Zebrafish neural regeneration: mechanistic insights into human nervous system repair.

Abstract

The zebrafish (Danio rerio) is a powerful vertebrate model for studying neurodegenerative diseases and regenerative medicine due to its genetic similarity to humans and its unique ability to regenerate the central nervous system (CNS). This review synthesizes key findings on zebrafish neural regeneration across the retina, spinal cord, and brain, emphasizing translational relevance. Zebrafish effectively model disorders such as Alzheimer's, Parkinson's, amyotrophic lateral sclerosis, stroke, epilepsy, autism spectrum disorders, and CNS injuries. Unlike mammals, they restore damaged axons and recover function through a permissive extracellular matrix, transient inflammation, and glial plasticity. In the retina, Müller glia reprograms after injury to generate progenitors that replace lost neurons, regulated by Wnt/β-catenin, Shh, EGF, Hippo/YAP, and ROCK signaling. In the spinal cord, ependymo-radial glia forms a laminin- and fibronectin-rich "glial bridge," guided by FGF and CTGF signaling, supporting axon regrowth.
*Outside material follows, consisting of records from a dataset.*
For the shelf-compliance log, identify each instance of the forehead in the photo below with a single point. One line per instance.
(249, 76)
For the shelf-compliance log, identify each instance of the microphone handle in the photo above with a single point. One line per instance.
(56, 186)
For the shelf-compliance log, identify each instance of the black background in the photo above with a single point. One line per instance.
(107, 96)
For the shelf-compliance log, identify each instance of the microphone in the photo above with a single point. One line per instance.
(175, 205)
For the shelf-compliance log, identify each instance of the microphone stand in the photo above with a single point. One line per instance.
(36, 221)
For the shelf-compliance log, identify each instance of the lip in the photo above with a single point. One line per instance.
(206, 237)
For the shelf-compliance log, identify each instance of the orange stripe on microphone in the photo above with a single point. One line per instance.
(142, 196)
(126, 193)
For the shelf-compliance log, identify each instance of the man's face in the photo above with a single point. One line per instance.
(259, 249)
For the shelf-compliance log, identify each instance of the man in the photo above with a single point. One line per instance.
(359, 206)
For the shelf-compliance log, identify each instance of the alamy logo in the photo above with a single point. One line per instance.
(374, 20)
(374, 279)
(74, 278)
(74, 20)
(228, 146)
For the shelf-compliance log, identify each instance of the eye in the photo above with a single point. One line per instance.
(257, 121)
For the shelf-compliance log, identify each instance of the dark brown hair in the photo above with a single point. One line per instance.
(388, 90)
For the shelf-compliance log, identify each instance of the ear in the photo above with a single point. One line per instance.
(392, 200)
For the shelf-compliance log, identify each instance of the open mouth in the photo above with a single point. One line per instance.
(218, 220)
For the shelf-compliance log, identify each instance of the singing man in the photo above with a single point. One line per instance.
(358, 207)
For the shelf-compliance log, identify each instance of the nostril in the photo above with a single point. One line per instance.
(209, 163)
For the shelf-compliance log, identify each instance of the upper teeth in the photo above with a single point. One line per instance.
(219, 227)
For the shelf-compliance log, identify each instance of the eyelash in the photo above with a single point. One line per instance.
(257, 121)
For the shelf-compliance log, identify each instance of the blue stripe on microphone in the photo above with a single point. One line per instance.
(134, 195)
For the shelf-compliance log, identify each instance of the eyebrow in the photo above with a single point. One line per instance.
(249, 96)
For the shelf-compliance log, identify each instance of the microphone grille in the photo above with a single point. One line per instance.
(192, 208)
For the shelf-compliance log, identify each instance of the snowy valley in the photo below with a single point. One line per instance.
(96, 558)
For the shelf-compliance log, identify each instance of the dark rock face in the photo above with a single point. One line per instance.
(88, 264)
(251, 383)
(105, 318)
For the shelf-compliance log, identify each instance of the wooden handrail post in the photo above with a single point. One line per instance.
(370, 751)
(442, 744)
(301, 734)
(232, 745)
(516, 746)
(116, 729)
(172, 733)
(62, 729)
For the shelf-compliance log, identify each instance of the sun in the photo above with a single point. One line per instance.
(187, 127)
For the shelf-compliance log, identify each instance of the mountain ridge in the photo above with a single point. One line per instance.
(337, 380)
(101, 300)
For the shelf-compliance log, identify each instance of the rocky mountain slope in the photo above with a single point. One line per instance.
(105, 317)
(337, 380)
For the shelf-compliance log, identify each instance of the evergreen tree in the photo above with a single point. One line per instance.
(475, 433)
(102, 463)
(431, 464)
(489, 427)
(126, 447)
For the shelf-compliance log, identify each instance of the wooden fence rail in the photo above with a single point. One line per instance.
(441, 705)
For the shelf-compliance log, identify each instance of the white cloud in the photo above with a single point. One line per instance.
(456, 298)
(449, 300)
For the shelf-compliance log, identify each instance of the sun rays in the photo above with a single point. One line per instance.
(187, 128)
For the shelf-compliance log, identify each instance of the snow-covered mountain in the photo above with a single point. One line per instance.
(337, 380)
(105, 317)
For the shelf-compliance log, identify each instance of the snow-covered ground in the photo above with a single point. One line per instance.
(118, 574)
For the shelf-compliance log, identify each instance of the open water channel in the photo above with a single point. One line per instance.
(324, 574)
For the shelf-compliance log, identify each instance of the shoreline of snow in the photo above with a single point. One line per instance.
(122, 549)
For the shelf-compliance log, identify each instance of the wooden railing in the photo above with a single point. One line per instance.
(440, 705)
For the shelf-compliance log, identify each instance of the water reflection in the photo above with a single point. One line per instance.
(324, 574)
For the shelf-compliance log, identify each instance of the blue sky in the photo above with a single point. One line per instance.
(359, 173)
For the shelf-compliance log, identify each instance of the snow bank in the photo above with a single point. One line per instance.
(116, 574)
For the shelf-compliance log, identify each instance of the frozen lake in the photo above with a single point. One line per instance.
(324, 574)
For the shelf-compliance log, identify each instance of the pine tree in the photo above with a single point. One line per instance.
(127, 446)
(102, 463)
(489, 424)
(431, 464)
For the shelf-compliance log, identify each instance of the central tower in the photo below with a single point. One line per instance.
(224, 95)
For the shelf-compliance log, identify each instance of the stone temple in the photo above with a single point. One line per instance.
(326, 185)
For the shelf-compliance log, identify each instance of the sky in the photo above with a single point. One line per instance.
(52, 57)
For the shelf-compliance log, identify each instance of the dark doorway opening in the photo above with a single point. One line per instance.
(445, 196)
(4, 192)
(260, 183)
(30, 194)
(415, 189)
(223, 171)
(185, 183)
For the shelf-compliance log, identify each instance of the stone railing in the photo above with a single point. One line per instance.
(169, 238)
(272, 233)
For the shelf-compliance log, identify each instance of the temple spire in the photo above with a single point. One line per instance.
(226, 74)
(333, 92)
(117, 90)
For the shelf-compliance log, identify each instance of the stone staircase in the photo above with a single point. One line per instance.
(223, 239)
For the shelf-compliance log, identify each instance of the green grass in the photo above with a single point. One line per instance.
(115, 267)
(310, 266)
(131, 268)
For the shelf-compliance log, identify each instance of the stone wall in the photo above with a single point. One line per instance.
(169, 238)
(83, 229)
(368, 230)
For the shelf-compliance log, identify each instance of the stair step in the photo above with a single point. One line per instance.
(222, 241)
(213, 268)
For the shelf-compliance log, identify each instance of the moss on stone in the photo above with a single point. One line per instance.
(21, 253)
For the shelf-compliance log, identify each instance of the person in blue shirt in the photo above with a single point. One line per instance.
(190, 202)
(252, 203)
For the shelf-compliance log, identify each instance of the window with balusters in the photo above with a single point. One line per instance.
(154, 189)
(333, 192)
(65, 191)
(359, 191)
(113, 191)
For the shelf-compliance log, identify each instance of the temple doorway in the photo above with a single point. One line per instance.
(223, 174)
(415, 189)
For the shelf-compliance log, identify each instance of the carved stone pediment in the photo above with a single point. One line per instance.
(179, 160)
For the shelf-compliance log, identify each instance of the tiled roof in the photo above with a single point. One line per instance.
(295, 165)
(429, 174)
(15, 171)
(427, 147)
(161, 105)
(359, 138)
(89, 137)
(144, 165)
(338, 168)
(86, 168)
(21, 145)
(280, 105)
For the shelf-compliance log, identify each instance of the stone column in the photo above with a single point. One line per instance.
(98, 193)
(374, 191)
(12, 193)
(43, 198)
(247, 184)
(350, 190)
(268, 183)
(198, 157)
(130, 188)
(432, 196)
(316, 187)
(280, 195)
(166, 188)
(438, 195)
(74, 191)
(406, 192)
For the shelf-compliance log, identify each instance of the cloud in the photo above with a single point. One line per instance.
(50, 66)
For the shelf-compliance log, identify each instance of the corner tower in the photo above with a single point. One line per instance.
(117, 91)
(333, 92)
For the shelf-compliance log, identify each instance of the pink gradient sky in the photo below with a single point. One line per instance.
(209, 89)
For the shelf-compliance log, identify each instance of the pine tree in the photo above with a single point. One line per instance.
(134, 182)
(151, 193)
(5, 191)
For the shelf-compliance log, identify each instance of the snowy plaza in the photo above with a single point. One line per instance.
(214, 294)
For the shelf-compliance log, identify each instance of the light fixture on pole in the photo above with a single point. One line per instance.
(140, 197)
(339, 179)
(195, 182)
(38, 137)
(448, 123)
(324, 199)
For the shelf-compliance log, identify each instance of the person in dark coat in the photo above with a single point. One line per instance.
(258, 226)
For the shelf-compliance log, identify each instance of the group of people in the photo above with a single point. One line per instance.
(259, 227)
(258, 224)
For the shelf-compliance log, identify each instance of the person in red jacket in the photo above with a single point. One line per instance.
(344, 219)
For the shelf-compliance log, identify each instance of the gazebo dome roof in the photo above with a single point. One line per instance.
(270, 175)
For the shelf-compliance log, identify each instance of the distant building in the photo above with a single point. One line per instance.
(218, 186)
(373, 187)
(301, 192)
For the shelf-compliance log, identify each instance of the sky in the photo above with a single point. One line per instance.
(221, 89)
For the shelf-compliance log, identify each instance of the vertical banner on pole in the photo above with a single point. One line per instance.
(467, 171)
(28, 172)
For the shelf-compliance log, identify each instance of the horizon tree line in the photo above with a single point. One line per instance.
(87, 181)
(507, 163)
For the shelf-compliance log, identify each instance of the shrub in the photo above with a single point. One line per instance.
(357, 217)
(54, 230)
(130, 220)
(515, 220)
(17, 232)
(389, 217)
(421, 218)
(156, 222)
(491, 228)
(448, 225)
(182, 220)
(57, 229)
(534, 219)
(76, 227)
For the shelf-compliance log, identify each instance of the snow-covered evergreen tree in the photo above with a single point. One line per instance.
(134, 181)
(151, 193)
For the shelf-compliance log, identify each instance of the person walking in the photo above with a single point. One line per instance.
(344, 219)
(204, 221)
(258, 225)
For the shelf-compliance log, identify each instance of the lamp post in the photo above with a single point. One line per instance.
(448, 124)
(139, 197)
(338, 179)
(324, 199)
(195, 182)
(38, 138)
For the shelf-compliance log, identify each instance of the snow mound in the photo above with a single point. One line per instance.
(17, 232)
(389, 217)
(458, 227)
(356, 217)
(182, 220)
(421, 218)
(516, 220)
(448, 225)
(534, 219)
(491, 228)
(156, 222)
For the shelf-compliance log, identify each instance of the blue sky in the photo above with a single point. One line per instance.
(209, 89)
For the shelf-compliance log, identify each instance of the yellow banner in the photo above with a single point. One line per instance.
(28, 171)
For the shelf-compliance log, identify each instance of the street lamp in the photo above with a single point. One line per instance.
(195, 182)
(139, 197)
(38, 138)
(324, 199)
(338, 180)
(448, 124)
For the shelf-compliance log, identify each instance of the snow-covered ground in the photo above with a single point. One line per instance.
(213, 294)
In the brain, GFAP- and Olig2-positive radial glia drive neurogenesis within ventricular niches, integrating new neurons while maintaining circuit integrity. Regeneration involves transient Notch suppression, context-specific Wnt and FGF activation, and immune modulation without fibrosis. Advances in single-cell RNA sequencing, CRISPR-Cas9, lineage tracing, and multi-omics have identified injury-induced progenitor states, regulators (ascl1a, lin28, sox2, stat3), and epigenetic programs enabling regeneration. Emerging research on bioelectric signaling, microbiota-brain interactions, and lipid mediators further expands systemic understanding. Overall, zebrafish provide a unified model for decoding vertebrate CNS regeneration and guiding therapeutic strategies to restore neural repair in humans.